Juxtaposed to this is the new and improved Republican Party which is now making gutting SNAP, and other benefits like it, a high priority. As one Heritage Foundation scholar quoted in the article puts it, “I think food stamps have in the Republican mind become the symbol of an out-of-control, means-tested welfare state.” A standard bearer in this new struggle just happens to be the member of Congress that represents these folks:
Surrounded by corn and soybean farms — including one owned by the local Republican congressman, Representative Stephen Fincher — Dyersburg, about 75 miles north of Memphis, provides an eye-opening view into Washington’s food stamp debate. Mr. Fincher, who was elected in 2010 on a Tea Party wave and collected nearly $3.5 million in farm subsidies from the government from 1999 to 2012, recently voted for a farm bill that omitted food stamps. 

“The role of citizens, of Christianity, of humanity, is to take care of each other, not for Washington to steal from those in the country and give to others in the country,” Mr. Fincher, whose office did not respond to interview requests, said after his vote in May. In response to a Democrat who invoked the Bible during the food stamp debate in Congress, Mr. Fincher cited his own biblical phrase. “The one who is unwilling to work shall not eat,” he said. 
When someone get's $125 to buy food it's a national tragedy. We someone get's $3.5 million in farm subsidies, it's a statistic. 
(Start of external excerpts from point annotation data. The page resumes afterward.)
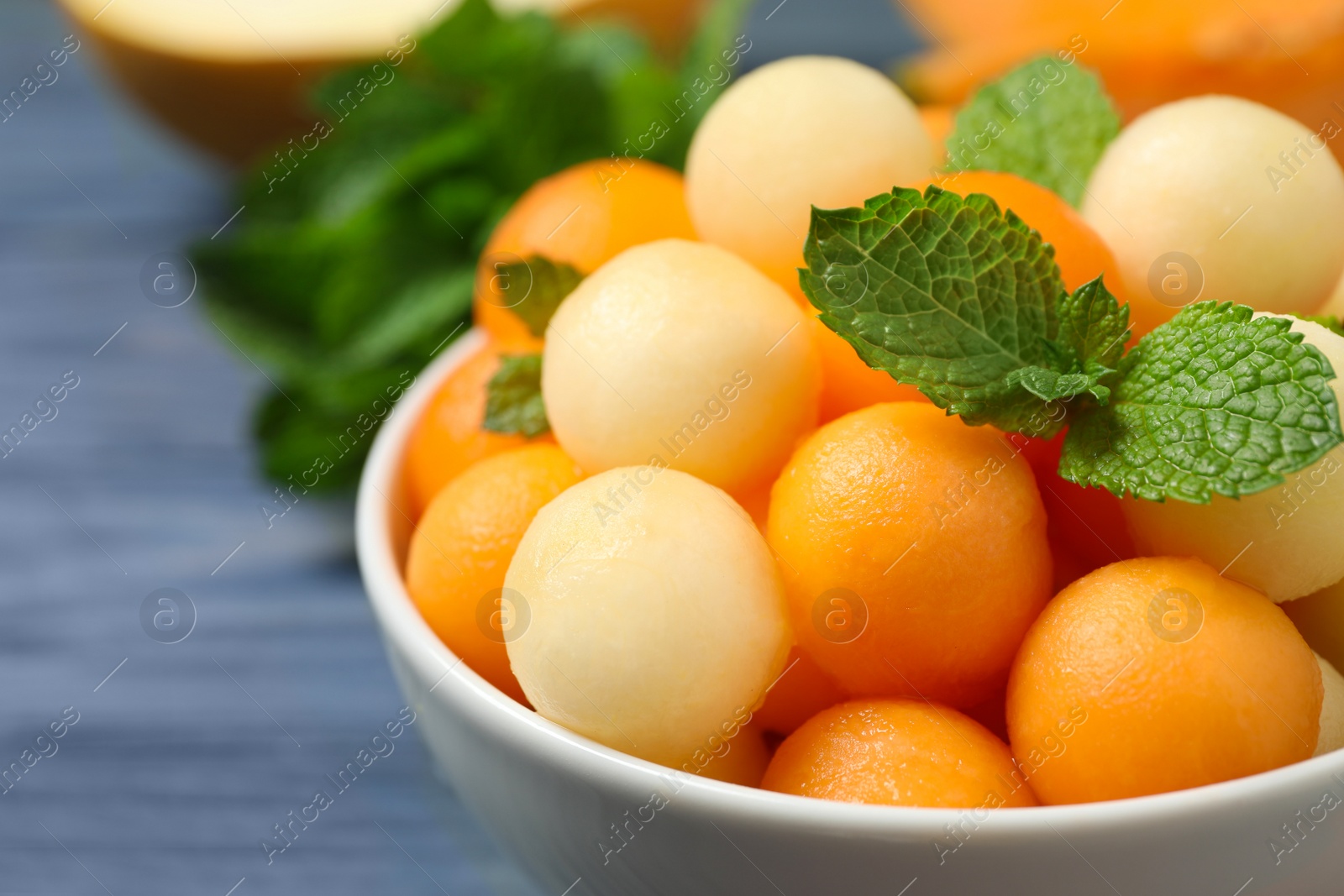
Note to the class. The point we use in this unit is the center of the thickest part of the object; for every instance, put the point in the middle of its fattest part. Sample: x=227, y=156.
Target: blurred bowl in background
x=233, y=76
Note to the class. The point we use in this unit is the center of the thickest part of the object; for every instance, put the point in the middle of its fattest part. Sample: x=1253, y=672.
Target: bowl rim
x=562, y=750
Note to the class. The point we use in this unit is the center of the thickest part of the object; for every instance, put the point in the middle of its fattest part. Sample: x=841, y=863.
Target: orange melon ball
x=800, y=692
x=1332, y=710
x=796, y=134
x=897, y=752
x=1158, y=674
x=1088, y=526
x=938, y=123
x=461, y=550
x=680, y=354
x=1320, y=618
x=582, y=217
x=847, y=382
x=913, y=550
x=1079, y=250
x=449, y=437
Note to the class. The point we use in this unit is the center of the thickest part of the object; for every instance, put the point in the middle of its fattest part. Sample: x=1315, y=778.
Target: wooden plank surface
x=186, y=755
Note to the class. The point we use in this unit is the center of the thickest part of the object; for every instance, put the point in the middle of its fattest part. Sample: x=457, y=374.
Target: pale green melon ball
x=800, y=132
x=658, y=616
x=680, y=354
x=1332, y=710
x=1253, y=196
x=1287, y=542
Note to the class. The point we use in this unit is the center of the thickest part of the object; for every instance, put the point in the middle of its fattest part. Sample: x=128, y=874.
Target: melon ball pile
x=743, y=553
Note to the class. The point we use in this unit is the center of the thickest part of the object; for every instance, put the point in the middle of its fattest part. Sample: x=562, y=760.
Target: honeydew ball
x=1287, y=540
x=800, y=132
x=658, y=616
x=1332, y=710
x=680, y=354
x=1226, y=199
This article got me think about an old Matt Yglesias article about a similar problem facing the GOP when it comes to raising the minimum wage. Basically the argument goes like this, the Republican Party knows it continual embrace of unpopular economic policies is costing it at the ballot box and making it harder to win elections. But the hardline nature of modern conservatives and conservative organizations makes it impossible to embrace any practical solutions to things like poverty, food scarcity or rising inequality. To paraphrase Yglesias this is not because there are no conservative thinkers with policies about how to tackle these problems, but because none of those policies is going to be embraced in practice by Republican politicians. For one because if they are, those politicians would get RINOed. And second because as Ayn Rand taught us long ago, taking from the rich to give to the poor isn't just bad policy, it fundamentally morally evil and thus can never be accepted.
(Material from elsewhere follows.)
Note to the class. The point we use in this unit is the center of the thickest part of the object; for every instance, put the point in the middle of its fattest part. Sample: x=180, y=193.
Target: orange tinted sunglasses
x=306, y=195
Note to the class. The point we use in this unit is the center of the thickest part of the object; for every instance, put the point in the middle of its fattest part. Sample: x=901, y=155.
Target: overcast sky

Now Republicans could of course respond to this by promoting their own ideas about how to help struggling families. They could embrace Milton Friedman's idea of a negative income tax, or a higher earned income tax credit, or a bigger tax deduction for dependents, or any other policy you'd like to suggest. But of course they won't, for the reasons outlined above. Meanwhile some politicians will keep trying to throw up smoke screens about how they are "concerned about these issues" and that's probably the best the GOP can hope for. Meanwhile we'll be stuck with the same you-didn't-build-that/47%/Lucky-Duckies GOP we've had for a quite a while.